BX Circini is a star in the constellation Circinus. Its variability was discovered in 1995, with its apparent magnitude ranging from 12.57 to 12.62 over a period of 2 hours 33 minutes. It is currently classified as a PV Telescopii variable star, but has been put forward as the prototype of a new class of pulsating star—the BX Circini variables—along with the only other known example, V652 Herculis. This class of star is rare, possibly because this is a brief stage of stellar evolution. Its mass has been calculated to be around 40 percent that of the Sun, but the radius is a few times larger than that of the Sun. The average surface temperature is high, and has been measured at 23,390 ± 90 K using optical spectra, but 1750 K cooler if analysing it in both the visual and ultraviolet. The temperature appears to vary by 3450 K.

This star has an extremely low proportion of hydrogen, which was first noticed in 1980. In fact, over 99% of its composition appears to be helium, qualifying it as an extreme helium star.
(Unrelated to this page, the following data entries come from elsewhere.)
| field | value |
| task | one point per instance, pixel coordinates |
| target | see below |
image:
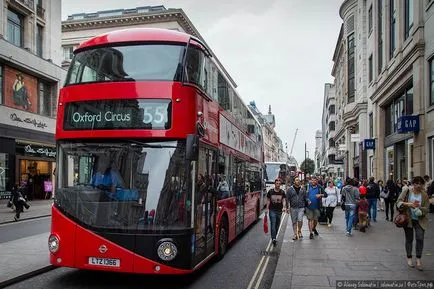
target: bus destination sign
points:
(118, 114)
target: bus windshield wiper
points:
(157, 146)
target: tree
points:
(308, 166)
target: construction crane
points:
(293, 142)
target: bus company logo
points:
(103, 249)
(109, 116)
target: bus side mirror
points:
(192, 147)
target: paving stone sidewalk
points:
(378, 254)
(38, 208)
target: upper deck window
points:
(127, 63)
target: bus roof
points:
(137, 35)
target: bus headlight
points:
(53, 243)
(167, 250)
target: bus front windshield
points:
(124, 185)
(159, 62)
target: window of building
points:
(331, 143)
(40, 11)
(4, 171)
(225, 100)
(15, 28)
(45, 99)
(380, 36)
(400, 106)
(431, 77)
(392, 7)
(390, 124)
(1, 84)
(68, 52)
(332, 126)
(39, 31)
(351, 69)
(409, 101)
(332, 109)
(408, 13)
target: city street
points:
(377, 254)
(238, 266)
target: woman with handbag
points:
(414, 203)
(389, 200)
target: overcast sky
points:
(279, 52)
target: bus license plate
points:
(104, 262)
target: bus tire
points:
(223, 238)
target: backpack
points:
(430, 190)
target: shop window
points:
(45, 99)
(4, 172)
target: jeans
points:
(350, 212)
(409, 239)
(372, 212)
(389, 204)
(274, 222)
(329, 214)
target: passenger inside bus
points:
(107, 177)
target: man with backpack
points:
(372, 195)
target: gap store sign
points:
(408, 123)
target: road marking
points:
(11, 223)
(267, 259)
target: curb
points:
(27, 275)
(29, 218)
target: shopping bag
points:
(265, 224)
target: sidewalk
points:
(378, 254)
(38, 208)
(28, 256)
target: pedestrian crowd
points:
(360, 199)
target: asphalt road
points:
(235, 271)
(24, 228)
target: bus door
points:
(205, 204)
(239, 190)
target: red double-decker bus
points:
(159, 162)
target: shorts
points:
(297, 215)
(312, 214)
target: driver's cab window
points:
(194, 67)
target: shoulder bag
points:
(343, 203)
(401, 220)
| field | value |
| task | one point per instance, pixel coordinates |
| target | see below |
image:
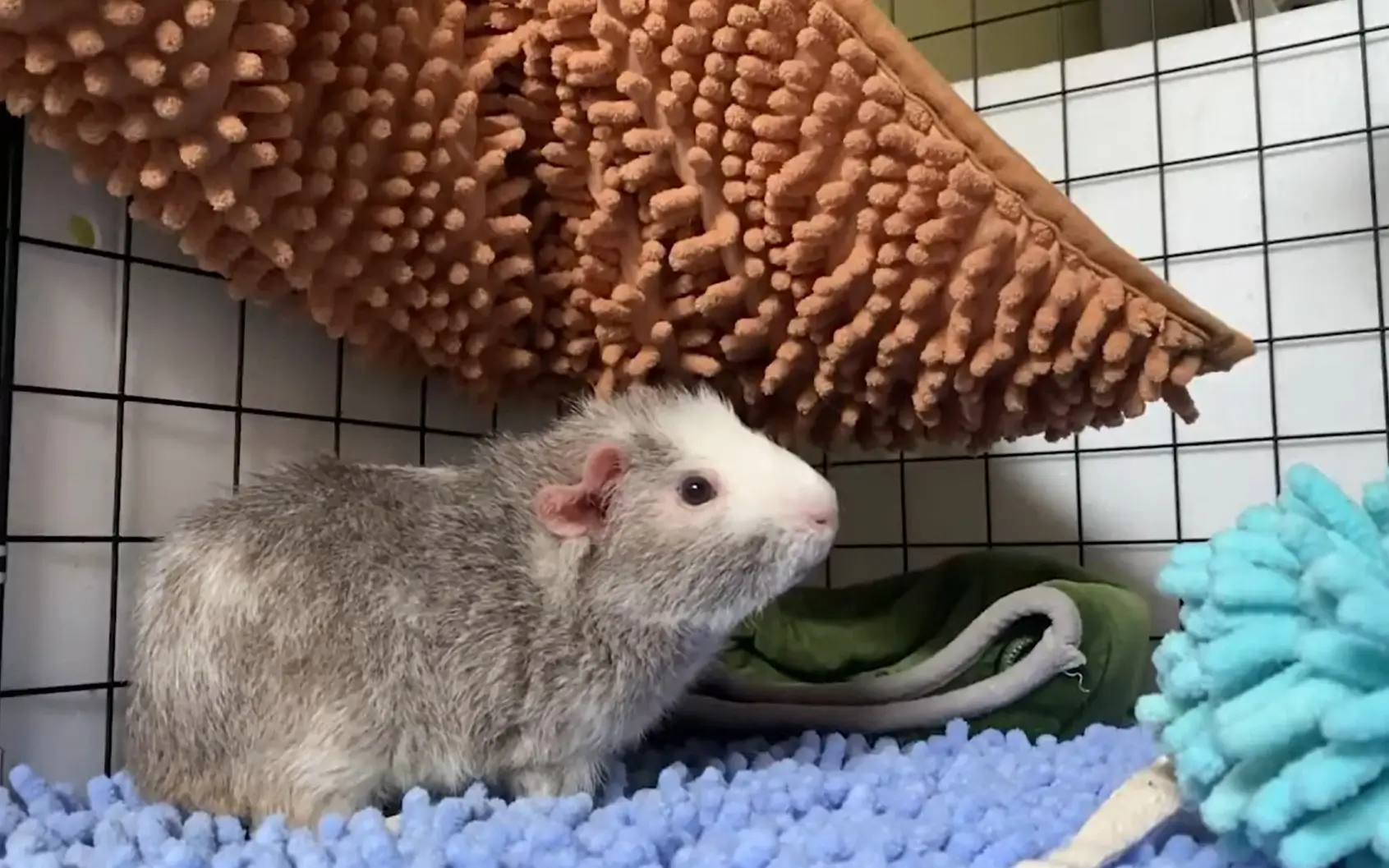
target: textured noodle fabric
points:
(778, 195)
(988, 801)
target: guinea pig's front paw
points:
(554, 781)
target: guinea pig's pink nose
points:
(824, 516)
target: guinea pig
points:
(338, 632)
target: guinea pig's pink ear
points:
(574, 510)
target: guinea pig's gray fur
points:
(337, 632)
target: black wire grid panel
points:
(900, 554)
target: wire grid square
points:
(1224, 157)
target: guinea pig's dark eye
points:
(697, 490)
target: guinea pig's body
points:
(338, 631)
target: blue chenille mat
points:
(820, 800)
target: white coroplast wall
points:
(1256, 192)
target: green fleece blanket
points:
(1013, 642)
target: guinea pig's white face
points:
(731, 480)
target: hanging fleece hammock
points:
(777, 195)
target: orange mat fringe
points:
(777, 195)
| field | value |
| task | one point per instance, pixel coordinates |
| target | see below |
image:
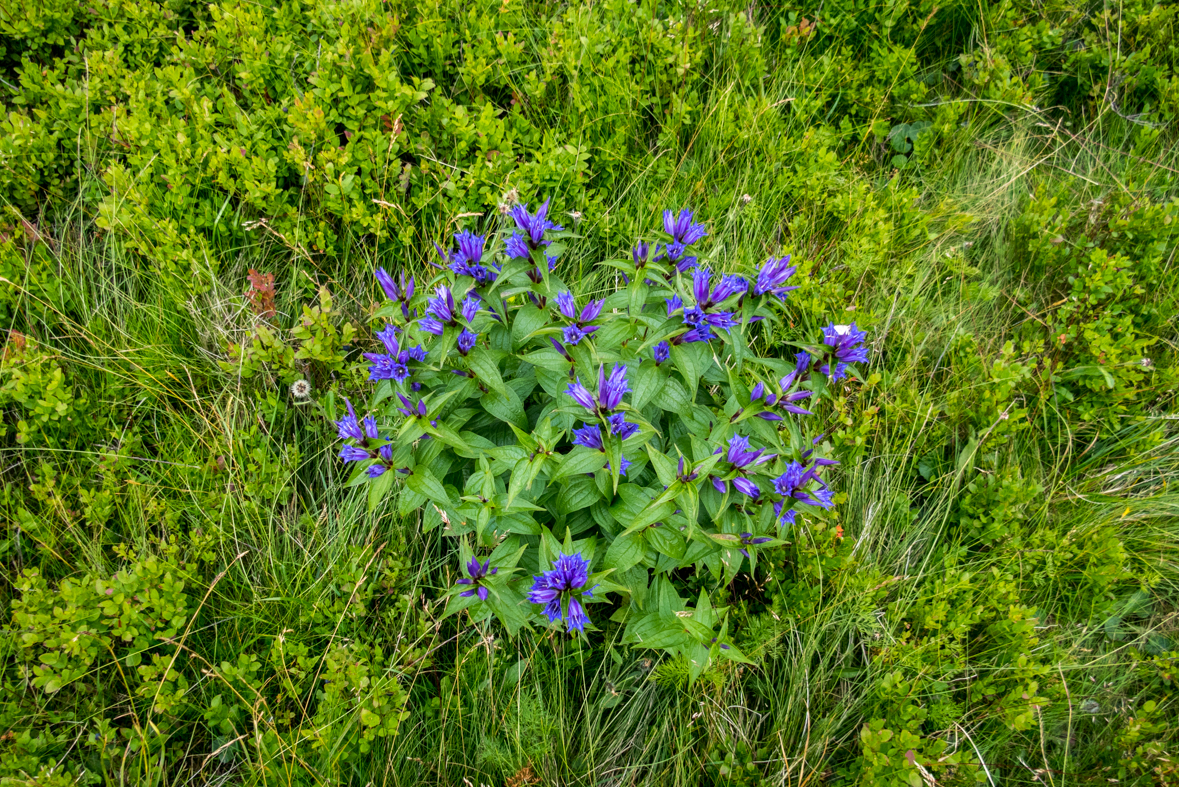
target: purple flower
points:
(639, 253)
(441, 305)
(348, 425)
(353, 454)
(746, 487)
(392, 291)
(467, 341)
(741, 456)
(410, 409)
(611, 390)
(516, 246)
(682, 229)
(471, 306)
(794, 481)
(581, 395)
(568, 308)
(748, 540)
(471, 246)
(389, 338)
(590, 435)
(573, 334)
(784, 516)
(620, 425)
(565, 581)
(722, 319)
(395, 364)
(728, 288)
(478, 573)
(566, 304)
(578, 617)
(533, 225)
(772, 276)
(847, 348)
(695, 317)
(698, 334)
(821, 497)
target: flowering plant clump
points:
(599, 449)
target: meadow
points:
(195, 199)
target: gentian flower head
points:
(847, 348)
(772, 276)
(348, 427)
(478, 571)
(561, 587)
(471, 305)
(611, 389)
(746, 487)
(625, 465)
(728, 288)
(698, 334)
(441, 305)
(410, 409)
(533, 225)
(467, 341)
(590, 435)
(620, 425)
(566, 304)
(685, 477)
(353, 454)
(516, 246)
(573, 334)
(639, 255)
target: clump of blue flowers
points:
(606, 444)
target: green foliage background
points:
(191, 594)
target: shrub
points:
(631, 447)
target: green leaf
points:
(380, 488)
(672, 396)
(666, 541)
(575, 494)
(550, 359)
(579, 460)
(486, 369)
(625, 551)
(423, 482)
(654, 630)
(647, 379)
(528, 321)
(685, 359)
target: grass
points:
(1066, 619)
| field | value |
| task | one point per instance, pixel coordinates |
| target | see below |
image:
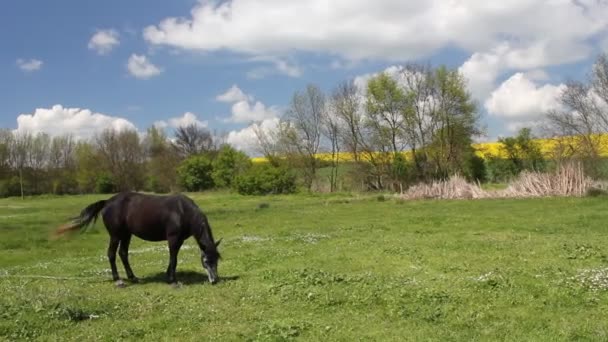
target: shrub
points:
(194, 173)
(229, 164)
(265, 179)
(104, 184)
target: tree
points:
(578, 125)
(62, 164)
(161, 161)
(346, 105)
(122, 155)
(193, 139)
(20, 150)
(384, 125)
(38, 160)
(194, 173)
(6, 142)
(455, 124)
(88, 168)
(523, 151)
(301, 131)
(331, 131)
(229, 164)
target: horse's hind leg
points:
(123, 251)
(174, 245)
(114, 241)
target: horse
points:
(173, 218)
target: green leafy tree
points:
(228, 164)
(523, 151)
(266, 179)
(162, 161)
(195, 173)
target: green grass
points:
(340, 267)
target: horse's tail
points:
(87, 216)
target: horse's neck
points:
(205, 237)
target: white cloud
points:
(103, 41)
(140, 67)
(187, 119)
(483, 68)
(401, 29)
(234, 94)
(280, 66)
(246, 139)
(82, 123)
(519, 98)
(29, 65)
(245, 108)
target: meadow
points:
(319, 267)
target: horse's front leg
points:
(114, 241)
(123, 251)
(174, 245)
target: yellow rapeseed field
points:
(483, 150)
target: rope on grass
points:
(34, 276)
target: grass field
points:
(340, 267)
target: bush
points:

Its origin is unclear, but thought to be a result of the merger of a helium white dwarf with a carbon/oxygen one. The two merge violently, with material from the lighter helium white dwarf forming the outer envelope. The resulting star expands and shines as a yellow giant, its outer helium shell igniting and undergoing fusion as material continues to be accreted from the lighter star. The size of the star is maintained by the weight upon the helium shell, and once that has become light enough and the helium is exhausted, the star begins heating and shrinking, becoming the smaller blue star now observed.